I always carry 5 litres of diff/gearbox/transfer case oil and 5 litres of engine oil. Being an older diesel it will burn oil from time to time, and I like to have plenty on hand if something were to go wrong. We carry a 1 litre oil bottle too, which has a funnel allowing us to easily fill things up (its pretty hard to fill a diff up with a 5 litre oil bottle!).
On our trip to the Kimberley, we took 15 litres of engine oil, as I needed 10 to replace the oil at its 5000km service interval. Your fluids on board should match the places you are visiting
We also carry Loctite stud locker and Loctite 401 (general purpose), a 5 minute araldite mix (in two syringes), WD40 and some metal putty.
First aid kit
Our first aid kit changes on each trip, depending on who we are going with, and how far away from civilisation we are going. Our normal first aid kit is one from St Johns, which has all the essentials.
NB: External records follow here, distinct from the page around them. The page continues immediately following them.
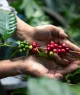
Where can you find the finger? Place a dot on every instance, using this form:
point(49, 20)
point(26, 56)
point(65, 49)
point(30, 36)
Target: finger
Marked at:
point(58, 76)
point(52, 75)
point(59, 60)
point(59, 32)
point(68, 57)
point(68, 69)
point(71, 45)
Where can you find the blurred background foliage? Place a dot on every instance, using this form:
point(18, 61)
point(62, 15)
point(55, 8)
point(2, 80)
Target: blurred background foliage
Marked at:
point(62, 13)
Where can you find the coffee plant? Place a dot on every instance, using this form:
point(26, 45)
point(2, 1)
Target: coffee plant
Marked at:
point(44, 86)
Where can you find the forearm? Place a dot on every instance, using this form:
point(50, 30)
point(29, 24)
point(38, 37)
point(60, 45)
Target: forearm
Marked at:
point(10, 68)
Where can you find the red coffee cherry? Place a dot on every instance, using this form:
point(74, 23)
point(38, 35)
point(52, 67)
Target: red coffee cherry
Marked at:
point(59, 50)
point(34, 50)
point(51, 53)
point(48, 49)
point(64, 45)
point(34, 44)
point(67, 49)
point(52, 42)
point(38, 45)
point(63, 51)
point(52, 46)
point(60, 47)
point(55, 51)
point(48, 45)
point(55, 45)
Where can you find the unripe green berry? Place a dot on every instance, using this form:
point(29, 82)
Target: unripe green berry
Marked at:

From there, we build our own side kit- burn cream, stingos, detol cream, panadol and what ever else is missing.
However on our trip up north we took a huge St John of God kit with everything under the sun (about the size of a backpack) as it was just us going, with no one else to rely on. We also put in a big first aid book that goes through various recommendations and treatments for different injuries. Its all well and good having a great first aid kit if you don’t know what to do when someone gets bitten by a snake, or breaks an arm! Yep, we’ve both done senior first aid kits, but you aren’t going to remember everything.
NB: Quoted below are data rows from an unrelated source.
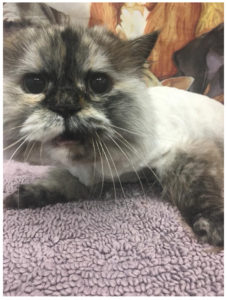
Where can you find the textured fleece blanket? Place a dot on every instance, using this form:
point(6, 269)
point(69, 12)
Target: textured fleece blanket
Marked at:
point(107, 247)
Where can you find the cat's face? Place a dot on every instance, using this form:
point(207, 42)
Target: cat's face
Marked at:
point(69, 88)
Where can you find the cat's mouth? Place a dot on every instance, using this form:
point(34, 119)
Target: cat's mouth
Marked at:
point(68, 139)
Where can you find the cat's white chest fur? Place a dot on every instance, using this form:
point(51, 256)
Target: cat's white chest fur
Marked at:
point(180, 118)
point(173, 120)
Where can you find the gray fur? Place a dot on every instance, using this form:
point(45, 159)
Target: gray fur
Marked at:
point(193, 181)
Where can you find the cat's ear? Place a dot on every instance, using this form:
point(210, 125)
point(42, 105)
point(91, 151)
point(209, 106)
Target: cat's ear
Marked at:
point(21, 15)
point(142, 46)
Our 80 series has an aftermarket filter which separates water and other contaminants. I’ve got a spare one that sits in the car at all times, along with a spare oil filter and air filter.
I’ve never been very good with 12V electrics. Perhaps I haven’t taken the time to learn enough about it, but I recently bought a Narva kit which came with all the crimps and crimping pliers. This kit has been extremely useful for various modifications to our 80 series.
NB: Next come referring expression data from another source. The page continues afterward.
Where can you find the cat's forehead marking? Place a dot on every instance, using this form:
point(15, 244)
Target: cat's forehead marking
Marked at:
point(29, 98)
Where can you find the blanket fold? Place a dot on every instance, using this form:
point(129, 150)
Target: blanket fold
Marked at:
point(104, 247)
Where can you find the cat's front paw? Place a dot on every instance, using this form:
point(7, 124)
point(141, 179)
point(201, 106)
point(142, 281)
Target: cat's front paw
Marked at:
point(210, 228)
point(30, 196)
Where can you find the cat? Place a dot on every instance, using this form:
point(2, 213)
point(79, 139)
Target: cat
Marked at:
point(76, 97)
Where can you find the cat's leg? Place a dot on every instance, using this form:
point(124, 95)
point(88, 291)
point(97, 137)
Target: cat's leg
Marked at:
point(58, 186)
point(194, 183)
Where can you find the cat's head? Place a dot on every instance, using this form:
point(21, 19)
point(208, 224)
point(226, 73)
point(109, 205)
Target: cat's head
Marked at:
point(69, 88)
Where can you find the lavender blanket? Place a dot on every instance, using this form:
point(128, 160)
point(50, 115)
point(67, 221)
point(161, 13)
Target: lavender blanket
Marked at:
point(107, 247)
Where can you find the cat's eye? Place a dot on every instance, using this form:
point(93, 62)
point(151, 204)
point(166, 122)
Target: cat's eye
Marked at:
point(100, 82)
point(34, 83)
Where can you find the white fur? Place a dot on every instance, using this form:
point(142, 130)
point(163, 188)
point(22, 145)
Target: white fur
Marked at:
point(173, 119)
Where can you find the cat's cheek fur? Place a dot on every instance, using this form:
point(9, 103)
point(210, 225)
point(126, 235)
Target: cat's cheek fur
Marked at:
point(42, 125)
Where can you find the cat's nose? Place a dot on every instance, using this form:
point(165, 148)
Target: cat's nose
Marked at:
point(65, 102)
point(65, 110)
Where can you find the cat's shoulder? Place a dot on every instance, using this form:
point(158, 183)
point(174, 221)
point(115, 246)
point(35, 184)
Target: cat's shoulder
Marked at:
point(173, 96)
We keep at least 5 of each fuse size (and spare fuses for our compressor) in the glove box. Along with that, I’ve got a number of offcuts (and new bits) of electrical cable in different sizes in the back of the car, in case something is fried. I also keep a spare fuse holder.
We run a 100 watt solar panel on the roof, that keeps our dual batteries topped up for the fridge and lighting.
How do you pack it in?
Space is always a problem when it comes to longer trips. We have a roof racks, and have removed the middle seats. Anything light weight goes in the middle (or it is tied down) and everything else goes in the drawers in the rear, or on top in tubs. It was tight on our trip up north, but you soon get into a routine of packing up quickly and easily.
Do you carry the right amount of gear?
As I said before, its a very fine balance. Don’t carry too much, but don’t leave the necessities at home! What do you carry in your 4WD? Do you have enough, or do you carry too much?!